Unreal Engine 5.8 Wires Language Models Directly into the Game Engine
Epic Games has shipped Unreal Engine 5.8, the last planned major release of the UE5 line. Included is an experimental plugin based on the Model Context Protocol (MCP), which connects any LLM directly to the engine's core systems, such as Blueprints, Assets, Levels, Materials, and Meshes. In a demo video, Epic shows how Anthropic's Claude Code uses the plugin to pull objects from an asset library, arrange them in a scene, and adjust the lighting to match real reference images.
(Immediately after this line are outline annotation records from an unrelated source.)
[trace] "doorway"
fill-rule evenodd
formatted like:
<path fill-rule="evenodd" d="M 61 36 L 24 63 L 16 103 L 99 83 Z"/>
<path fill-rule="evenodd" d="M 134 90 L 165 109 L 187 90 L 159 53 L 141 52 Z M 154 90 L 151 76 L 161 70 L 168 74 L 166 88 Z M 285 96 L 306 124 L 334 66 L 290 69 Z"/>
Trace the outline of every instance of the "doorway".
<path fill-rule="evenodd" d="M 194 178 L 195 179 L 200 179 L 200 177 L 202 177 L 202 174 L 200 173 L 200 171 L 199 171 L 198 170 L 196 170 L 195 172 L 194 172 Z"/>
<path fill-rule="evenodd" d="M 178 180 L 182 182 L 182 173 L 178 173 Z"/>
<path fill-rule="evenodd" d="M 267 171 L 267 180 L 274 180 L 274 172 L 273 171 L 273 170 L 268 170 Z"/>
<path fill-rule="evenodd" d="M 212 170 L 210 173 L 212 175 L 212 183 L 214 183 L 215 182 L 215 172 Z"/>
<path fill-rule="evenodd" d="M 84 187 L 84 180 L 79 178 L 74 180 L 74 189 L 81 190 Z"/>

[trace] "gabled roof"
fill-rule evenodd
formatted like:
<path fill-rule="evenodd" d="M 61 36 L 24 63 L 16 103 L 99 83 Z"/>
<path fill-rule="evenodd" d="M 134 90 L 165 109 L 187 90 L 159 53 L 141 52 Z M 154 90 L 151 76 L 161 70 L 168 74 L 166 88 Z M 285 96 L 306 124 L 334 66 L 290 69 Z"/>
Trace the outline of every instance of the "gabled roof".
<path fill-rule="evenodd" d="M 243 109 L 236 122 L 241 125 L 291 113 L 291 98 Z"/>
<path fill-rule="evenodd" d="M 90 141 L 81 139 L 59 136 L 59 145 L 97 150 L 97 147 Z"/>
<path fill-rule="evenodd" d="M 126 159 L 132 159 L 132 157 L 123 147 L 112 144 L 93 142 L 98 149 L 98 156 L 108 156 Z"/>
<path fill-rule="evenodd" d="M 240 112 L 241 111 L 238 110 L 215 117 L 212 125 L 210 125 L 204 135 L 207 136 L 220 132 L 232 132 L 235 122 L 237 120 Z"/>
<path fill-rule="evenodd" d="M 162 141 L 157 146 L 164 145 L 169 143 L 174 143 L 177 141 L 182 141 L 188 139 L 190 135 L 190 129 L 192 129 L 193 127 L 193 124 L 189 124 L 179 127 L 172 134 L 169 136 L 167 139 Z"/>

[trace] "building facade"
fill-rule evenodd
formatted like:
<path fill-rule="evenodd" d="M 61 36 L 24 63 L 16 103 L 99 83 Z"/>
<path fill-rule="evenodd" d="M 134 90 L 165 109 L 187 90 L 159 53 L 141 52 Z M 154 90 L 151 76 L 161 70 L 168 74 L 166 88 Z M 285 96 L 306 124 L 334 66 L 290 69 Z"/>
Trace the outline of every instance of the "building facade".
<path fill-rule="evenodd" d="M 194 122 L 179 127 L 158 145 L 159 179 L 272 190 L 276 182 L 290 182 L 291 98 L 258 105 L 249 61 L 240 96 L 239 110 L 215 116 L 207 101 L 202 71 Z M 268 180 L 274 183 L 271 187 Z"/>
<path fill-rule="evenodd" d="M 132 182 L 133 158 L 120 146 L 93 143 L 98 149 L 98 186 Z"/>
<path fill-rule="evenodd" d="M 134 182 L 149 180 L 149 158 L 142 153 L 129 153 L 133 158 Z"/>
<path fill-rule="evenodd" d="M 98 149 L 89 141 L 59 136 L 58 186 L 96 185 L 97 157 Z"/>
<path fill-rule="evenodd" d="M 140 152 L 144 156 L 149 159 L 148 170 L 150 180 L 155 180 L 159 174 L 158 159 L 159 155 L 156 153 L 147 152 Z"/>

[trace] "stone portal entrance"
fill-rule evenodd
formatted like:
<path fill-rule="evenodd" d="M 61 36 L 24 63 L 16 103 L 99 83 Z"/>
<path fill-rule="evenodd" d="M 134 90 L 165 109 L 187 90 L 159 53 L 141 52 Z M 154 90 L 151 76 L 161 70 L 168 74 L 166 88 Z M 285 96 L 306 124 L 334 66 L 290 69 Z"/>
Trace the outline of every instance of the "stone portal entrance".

Other features include Mesh Terrain for more complex worlds, MegaLights with a 60fps target on current consoles, and MetaHuman Animator with full-body capture from a single camera. Epic frames the plugin as groundwork for Unreal Engine 6, where LLM integration will become a central part of the creation pipeline. The stated goal for UE6 is to reduce tedious content authoring and allow more time for creative iteration. Early Access is targeted for late 2027, with the full launch 12 to 18 months later. → Techpresso
Synthszr Take: MCP is eating its way through the entire toolchain, and faster than most expected. In February, WebMCP for browser agents was the headline; now the same protocol is inside the engine used to develop a significant portion of all AAA titles. What Claude Code demonstrated for codebases (read, write, execute, correct in loops) is now happening with the 3D scene: the language model becomes part of the workflow, not a chat window next to it. The timeline is interesting. Epic is laying the foundation with 5.8 and pushing serious integration to UE6 with Early Access in late 2027, which is an eternity at this speed. Anyone building asset pipelines or level designs should get their hands on the MCP plugin now and align their own toolbox with it, instead of waiting for 2027. The engine is becoming an aggregator for any connectable LLM, and the moat is shifting from rendering to the question of who can orchestrate the creation loop most naturally.